Globally, the WHO has been notified of 927 laboratory-confirmed cases of infection with MERS-CoV, including at least 338 related deaths.

WHO advice

Based on the current situation and available information, WHO encourages all Member States to continue their surveillance for acute respiratory infections and to carefully review any unusual patterns.

Infection prevention and control measures are critical to prevent the possible spread of MERS-CoV in health care facilities. It is not always possible to identify patients with MERS-CoV early because like other respiratory infections, the early symptoms of MERS-CoV are non-specific. Therefore, health-care workers should always apply standard precautions consistently with all patients, regardless of their diagnosis.
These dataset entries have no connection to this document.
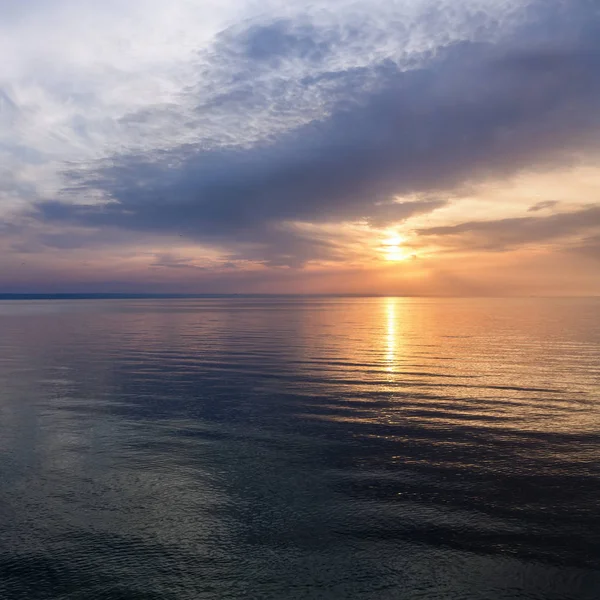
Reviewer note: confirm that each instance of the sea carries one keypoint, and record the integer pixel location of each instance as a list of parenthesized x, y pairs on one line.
[(289, 447)]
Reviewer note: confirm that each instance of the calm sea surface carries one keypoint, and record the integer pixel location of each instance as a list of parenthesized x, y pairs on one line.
[(288, 448)]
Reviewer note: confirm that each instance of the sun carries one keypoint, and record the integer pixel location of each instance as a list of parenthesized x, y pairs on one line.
[(393, 250)]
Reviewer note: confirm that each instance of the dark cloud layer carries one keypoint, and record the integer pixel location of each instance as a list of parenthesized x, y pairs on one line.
[(502, 234), (469, 111)]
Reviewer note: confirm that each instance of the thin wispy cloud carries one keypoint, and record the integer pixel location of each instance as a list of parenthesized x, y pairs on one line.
[(251, 130)]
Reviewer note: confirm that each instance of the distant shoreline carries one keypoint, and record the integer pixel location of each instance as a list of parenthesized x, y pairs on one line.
[(149, 296)]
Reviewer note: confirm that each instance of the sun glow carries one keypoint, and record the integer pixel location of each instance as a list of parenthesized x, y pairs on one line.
[(393, 250)]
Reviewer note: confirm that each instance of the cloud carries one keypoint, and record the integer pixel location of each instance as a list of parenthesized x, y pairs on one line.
[(545, 204), (360, 137), (503, 234), (257, 131)]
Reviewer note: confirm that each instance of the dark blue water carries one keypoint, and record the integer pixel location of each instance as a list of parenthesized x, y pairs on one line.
[(277, 448)]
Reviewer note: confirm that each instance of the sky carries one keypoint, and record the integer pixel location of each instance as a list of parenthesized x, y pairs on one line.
[(401, 147)]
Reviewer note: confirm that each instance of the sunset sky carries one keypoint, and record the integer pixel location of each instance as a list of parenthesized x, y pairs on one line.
[(370, 146)]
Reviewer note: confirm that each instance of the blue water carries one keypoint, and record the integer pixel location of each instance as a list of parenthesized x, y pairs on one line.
[(299, 448)]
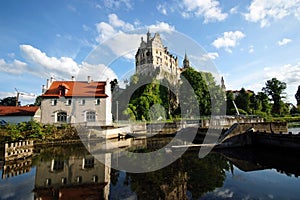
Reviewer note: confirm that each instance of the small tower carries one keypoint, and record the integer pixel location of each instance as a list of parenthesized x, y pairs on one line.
[(223, 84), (186, 62)]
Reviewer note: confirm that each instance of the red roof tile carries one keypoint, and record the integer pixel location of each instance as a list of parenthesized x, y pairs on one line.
[(76, 89), (18, 110)]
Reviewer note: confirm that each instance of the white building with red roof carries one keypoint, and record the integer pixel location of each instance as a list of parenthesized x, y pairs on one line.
[(17, 114), (87, 102)]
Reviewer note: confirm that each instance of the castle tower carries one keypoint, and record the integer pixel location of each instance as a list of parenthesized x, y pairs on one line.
[(186, 62), (152, 55), (223, 84)]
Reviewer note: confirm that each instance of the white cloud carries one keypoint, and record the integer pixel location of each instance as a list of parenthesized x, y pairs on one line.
[(43, 64), (119, 36), (284, 41), (61, 68), (266, 11), (234, 10), (161, 27), (162, 9), (98, 72), (228, 40), (251, 49), (117, 4), (116, 22), (16, 67), (105, 31), (210, 56), (209, 9)]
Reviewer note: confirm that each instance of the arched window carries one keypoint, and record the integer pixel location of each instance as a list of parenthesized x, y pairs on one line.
[(90, 116), (61, 117)]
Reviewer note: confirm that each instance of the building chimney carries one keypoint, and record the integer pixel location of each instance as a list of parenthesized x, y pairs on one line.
[(51, 80), (44, 89), (48, 84)]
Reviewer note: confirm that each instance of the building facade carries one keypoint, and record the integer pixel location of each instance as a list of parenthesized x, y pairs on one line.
[(74, 102), (18, 114), (153, 56)]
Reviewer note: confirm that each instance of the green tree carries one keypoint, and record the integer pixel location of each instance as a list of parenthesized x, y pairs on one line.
[(113, 84), (242, 100), (264, 102), (297, 96), (209, 95), (229, 103), (9, 101), (38, 101), (275, 89)]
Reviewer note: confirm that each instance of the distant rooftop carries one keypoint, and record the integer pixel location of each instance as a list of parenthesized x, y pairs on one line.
[(18, 110), (76, 89)]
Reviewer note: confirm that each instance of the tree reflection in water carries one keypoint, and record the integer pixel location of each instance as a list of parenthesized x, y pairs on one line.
[(189, 174)]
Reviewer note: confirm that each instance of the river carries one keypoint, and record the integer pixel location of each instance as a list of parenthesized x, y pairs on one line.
[(71, 172)]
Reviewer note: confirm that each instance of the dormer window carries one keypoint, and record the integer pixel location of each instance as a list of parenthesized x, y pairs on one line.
[(53, 102), (69, 102)]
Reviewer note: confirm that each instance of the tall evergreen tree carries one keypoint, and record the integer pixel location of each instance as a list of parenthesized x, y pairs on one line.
[(297, 96), (275, 89)]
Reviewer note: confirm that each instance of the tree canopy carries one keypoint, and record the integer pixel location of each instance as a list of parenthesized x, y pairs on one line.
[(9, 101), (275, 89)]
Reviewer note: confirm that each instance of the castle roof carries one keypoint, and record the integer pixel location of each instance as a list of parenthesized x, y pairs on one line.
[(18, 110), (76, 89)]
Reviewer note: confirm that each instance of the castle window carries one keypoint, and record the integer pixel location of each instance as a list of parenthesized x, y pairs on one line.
[(53, 102), (90, 116), (89, 163), (61, 117), (69, 102), (97, 101)]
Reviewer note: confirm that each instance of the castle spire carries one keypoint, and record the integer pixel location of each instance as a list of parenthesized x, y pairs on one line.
[(148, 35), (186, 61)]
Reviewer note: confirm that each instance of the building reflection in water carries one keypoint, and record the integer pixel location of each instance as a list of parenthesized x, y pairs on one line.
[(16, 158), (71, 172), (77, 177)]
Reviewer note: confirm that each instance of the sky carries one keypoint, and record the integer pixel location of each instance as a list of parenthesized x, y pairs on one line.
[(248, 42)]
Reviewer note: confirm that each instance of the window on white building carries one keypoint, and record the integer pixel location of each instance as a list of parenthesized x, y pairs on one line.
[(53, 102), (69, 102), (97, 101), (61, 117), (90, 116)]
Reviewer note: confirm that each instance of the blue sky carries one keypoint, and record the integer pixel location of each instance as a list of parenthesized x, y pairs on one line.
[(248, 41)]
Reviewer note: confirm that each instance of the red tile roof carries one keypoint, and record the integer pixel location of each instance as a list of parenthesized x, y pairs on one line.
[(18, 110), (76, 89)]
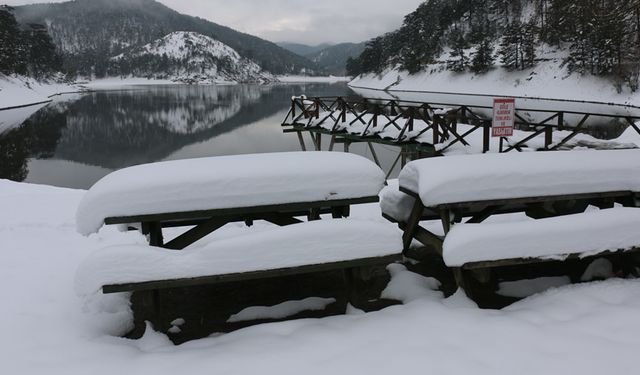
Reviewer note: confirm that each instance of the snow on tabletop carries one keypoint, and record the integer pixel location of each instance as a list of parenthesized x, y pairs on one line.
[(228, 182), (317, 242), (553, 238), (466, 178)]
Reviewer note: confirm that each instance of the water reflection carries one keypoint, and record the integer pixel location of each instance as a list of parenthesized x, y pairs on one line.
[(76, 142)]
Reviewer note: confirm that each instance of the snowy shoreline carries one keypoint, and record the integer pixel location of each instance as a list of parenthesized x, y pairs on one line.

Droplet precautions should be added to the standard precautions when providing care to patients with symptoms of acute respiratory infection; contact precautions and eye protection should be added when caring for probable or confirmed cases of MERS-CoV infection; airborne precautions should be applied when performing aerosol generating procedures.

Until more is understood about MERS-CoV, people with diabetes, renal failure, chronic lung disease, and immunocompromised persons are considered to be at high risk of severe disease from MERS‐CoV infection. Therefore, these people should avoid close contact with animals, particularly camels, when visiting farms, markets, or barn areas where the virus is known to be potentially circulating. General hygiene measures, such as regular hand washing before and after touching animals and avoiding contact with sick animals, should be adhered to.

Food hygiene practices should be observed. People should avoid drinking raw camel milk or camel urine, or eating meat that has not been properly cooked.

WHO does not advise special screening at points of entry with regard to this event nor does it currently recommend the application of any travel or trade restrictions.